MobiHand has a pretty decent selection. There are a number of free apps available. I didn’t download any today, but I am not opposed to it. The list is big enough that I will be spending some more time seeing what they have available.

Next up is another app store with a downloadable store app. Handango has a pretty decent app selection. The store app has a featured app on top, and then shows the category list. The apps range in price from free to over $25. I found it interesting that each category was sure to have one or two free apps laced in between the various paid apps. If you are in the market for paid apps, this site will be good for you. For free apps, there are others that are much better, including the next on my list.

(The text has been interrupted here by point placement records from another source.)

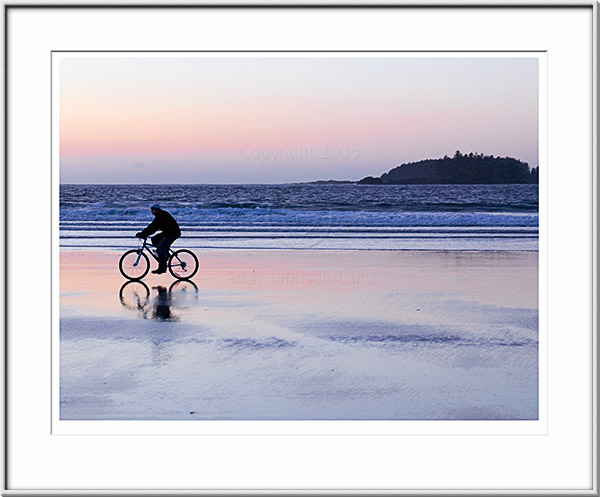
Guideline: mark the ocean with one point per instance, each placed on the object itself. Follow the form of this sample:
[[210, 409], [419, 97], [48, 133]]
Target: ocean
[[307, 216]]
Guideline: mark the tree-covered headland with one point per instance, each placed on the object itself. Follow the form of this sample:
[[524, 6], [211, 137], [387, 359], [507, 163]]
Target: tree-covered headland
[[471, 169]]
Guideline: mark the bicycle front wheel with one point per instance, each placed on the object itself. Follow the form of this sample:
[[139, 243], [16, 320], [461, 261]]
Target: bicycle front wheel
[[134, 265], [183, 264]]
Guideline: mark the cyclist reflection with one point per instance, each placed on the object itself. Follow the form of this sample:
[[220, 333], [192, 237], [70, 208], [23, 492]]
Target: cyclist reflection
[[135, 296]]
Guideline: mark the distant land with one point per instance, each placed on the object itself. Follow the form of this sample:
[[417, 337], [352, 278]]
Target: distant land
[[468, 169]]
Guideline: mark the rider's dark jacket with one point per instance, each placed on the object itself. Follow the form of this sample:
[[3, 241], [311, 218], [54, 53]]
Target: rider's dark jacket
[[162, 221]]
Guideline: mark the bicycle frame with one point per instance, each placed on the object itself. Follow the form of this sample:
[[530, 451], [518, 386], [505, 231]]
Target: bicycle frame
[[146, 246]]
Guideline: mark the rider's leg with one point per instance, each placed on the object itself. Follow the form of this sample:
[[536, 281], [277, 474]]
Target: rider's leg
[[162, 252], [156, 239]]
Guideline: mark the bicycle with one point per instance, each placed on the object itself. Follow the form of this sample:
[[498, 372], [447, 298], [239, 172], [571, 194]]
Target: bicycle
[[135, 264]]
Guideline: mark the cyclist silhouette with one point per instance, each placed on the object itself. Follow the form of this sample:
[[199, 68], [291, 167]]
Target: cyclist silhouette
[[170, 232]]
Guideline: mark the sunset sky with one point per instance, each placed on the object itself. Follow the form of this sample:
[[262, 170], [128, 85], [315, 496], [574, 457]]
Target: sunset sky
[[279, 119]]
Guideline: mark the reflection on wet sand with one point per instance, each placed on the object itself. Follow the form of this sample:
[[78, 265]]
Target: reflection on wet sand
[[302, 335], [136, 296]]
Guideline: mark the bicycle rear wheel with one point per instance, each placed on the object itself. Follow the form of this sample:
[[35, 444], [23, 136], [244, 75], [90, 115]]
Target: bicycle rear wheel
[[183, 264], [134, 265]]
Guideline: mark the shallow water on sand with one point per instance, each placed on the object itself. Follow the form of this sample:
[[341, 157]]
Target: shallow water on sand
[[303, 335]]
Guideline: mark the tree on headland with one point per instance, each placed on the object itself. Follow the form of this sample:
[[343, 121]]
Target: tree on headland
[[472, 168]]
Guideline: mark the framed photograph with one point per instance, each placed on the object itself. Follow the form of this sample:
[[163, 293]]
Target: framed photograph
[[301, 249]]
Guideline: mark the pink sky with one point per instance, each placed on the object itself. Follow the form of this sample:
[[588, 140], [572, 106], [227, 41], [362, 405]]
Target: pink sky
[[276, 120]]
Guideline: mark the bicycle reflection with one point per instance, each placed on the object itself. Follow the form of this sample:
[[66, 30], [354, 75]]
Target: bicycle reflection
[[136, 296]]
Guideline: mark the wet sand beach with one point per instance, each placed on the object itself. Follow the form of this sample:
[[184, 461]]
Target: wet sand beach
[[302, 334]]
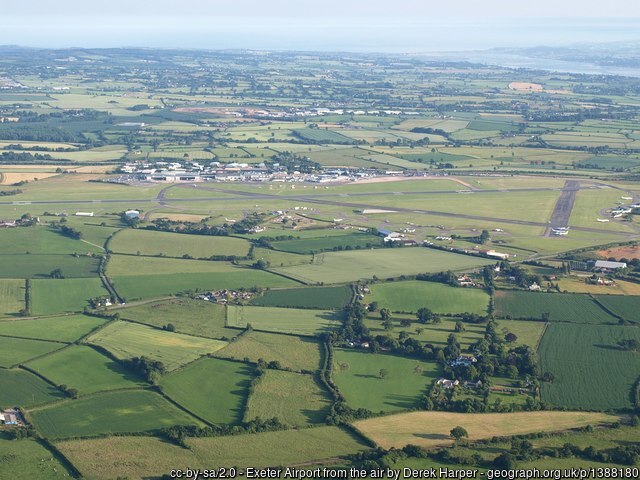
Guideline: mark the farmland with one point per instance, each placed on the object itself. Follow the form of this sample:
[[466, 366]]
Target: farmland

The Holy Grail incident happened with Android Freeware. This site was deceptively good. The home page doesn’t look like much, but it does mention the over 600 apps available. Once you start navigating through the site, the diamond in the rough emerges. This is the place I found the long-sought-after Google Apps. I downloaded Google Sky Map, Voice, and Translate. Some of the other Google Apps didn’t work, but considering the problems I already had running Android on a netbook, I didn’t mind so much. Google Maps and Goggles wouldn’t install on my netbook. I installed Facebook mobile, IHeartRadio (Clear Channel’s radio app), and a few other random apps. I spent a lot of time installing app after app. I even found Photoshop Mobile, which I had been denied earlier due to my lack of access to the Android Market. I plan to spend a lot more time with this app store. The selection is really good, and it had a lot of the apps I had really been wanting.

This list is not all there is. There may even be a better app store out there. Obviously the real Android Market will be much better than anything I have found so far. Today’s Holy Grail experience was fun, but perhaps it is just a “Grail-shaped beacon” and the next best thing is around the corner. I am really having some fun with my new apps, and finally have a good reason to stay on the Android partition on my Acer netbook. So long Windows, at least for now. I finally have some apps.